Je vous quitte ce soir, mais la prochaine fois, on verra qui est riche comme du cresson !

Deux personnes qu'aucun des clients n'avait vraiment remarqué sont parties, peu de temps après, laissant une pièce en or en guise de paiement, sans même attendre la monnaie, que Roger aurait bien été embêté de rendre sur une fortune pareille. Ils n’étaient manifestement pas du pays, l’un ayant un visage presque tout rond, jusqu’aux oreilles, quand celui de l’autre rappelait vaguement un museau, tellement il était allongé. Et qui de nos jours s’habille encore en robe avec un turban ? Et puis, sincèrement, on a pas idée de se laisser pousser la barbe jusqu'aux yeux...

Personne n'a revu Mario pendant quelques jours, il était sans doute trop occupé à décuver ou à manigancer son prochain coup.

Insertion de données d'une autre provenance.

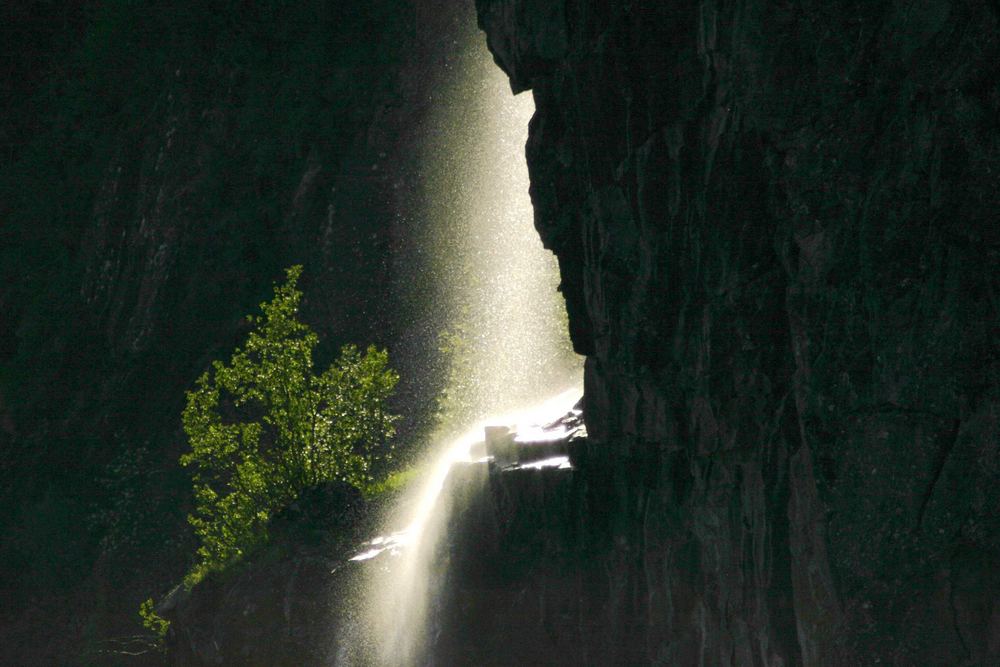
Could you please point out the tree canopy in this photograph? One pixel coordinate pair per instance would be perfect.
(265, 426)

Quand il refit surface, il avait changé. On pouvait être sur qu'il ne vous promettrait plus quelque chose pour aussitôt courir faire le contraire après vous avoir fait les poches. Il faut bien avouer qu'être en morceaux dans un sac repêché au fond du port peut avoir cet effet particulier. La police en a conclu tout à fait logiquement à un accident, d’autant plus que son logement a été retrouvé entièrement vide, d’empreintes comme de meubles.